En un bote con destino al mar por Gabriela Hernández

Desde mis ojos con esta agua salada empieza el mar. Rojos cuencos que pican; sigue siendo por tanta sal. Esa sal que si no sale, hincha, enferma, asfixia. Que se calcifica y de pronto, haciéndose piedritas, se atora en el lagrimal y ya no te deja llorar. Y si no lloras, no fluyes. Y si no fluyes, tu destino está condenado a la ciudad. Esta ciudad calcina donde conocí a EME radiante y donde lo dejé desalmado. Lo dejé porque yo quiero llegar al mar. Así que lloro. Lloro de distintas formas y en cualquier lugar. Lloro atragantándome con mi propio dolor. Lloro quedito. Lloro hasta quedarme dormida, para tener fuerzas y llorar al despertar. Lloro camino a la escuela, cubriendo mi cara con un libro.

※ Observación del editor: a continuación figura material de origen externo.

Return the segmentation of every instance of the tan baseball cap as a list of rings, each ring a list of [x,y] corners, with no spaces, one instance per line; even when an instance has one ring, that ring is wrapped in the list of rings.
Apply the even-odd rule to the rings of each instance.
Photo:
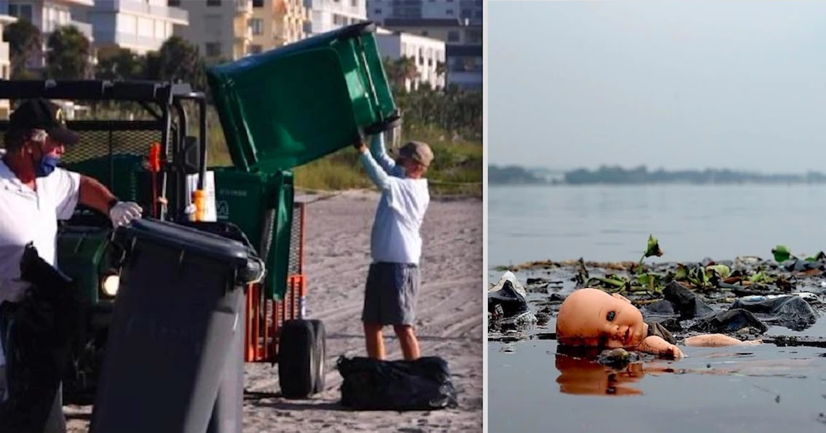
[[[429,167],[433,162],[433,151],[430,146],[420,141],[409,141],[398,150],[399,156],[413,158],[414,161]]]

Lloro con las cejas bajas poniendo de pretexto cualquier película. Lloro con las manos cubriéndome los ojos avergonzados, con el maquillaje corrido o el rostro recién lavado. Para ser honesta, también lloro cuando estoy en el trabajo con el mismo método que cuando estoy en un café, un bar, un restaurante o en la casa de cualquier amigo: un ratito encerrada en el baño. ¿Qué creerán que hago tanto tiempo en el baño? Prefiero cualquier creencia a que noten que lloro por largos minutos mirándome fijamente en el espejo y sintiendo que quien llora allí no soy yo, sino el reflejo. Porque mi llanto también, a veces, culmina en carcajada desquiciada. O en sonrisita de lo muy ridícula que me he de ver. Lloro, incluso, pensando en el fondo musical que me acompañaría. O en el tipo de toma o corrección de color que mejoraría la escena. Lloro escurriéndome en el teclado de mi computadora o ensuciando el papel donde esté escribiendo o dibujando. Lloro de día, pero lloro más de noche. Lloro hasta cuando hago ejercicio, aunque intento no hacerlo porque aprendí que así me canso más y que mis lágrimas pierden impacto al fundirse con el sudor. Lloro con el puño apretado, con la mano suelta, con los dedos cruzados. Lloro acordándome de mi amado EME, lloro para alejarme de mí y reencontrarme en todo lo bonito que me dejó él. Lloro porque mis lágrimas me hacen menos pesada. Me liberan. Me hacen flotar. Y si floto, con este río de lágrimas quizás llegue al mar, donde deseo volver a ver a mi EME para no dejarlo jamás. Total, si he de estar condenada, quiero que sea eternamente con él en el mar, porque estoy segura de que allí ya no habrá lágrima que llorar.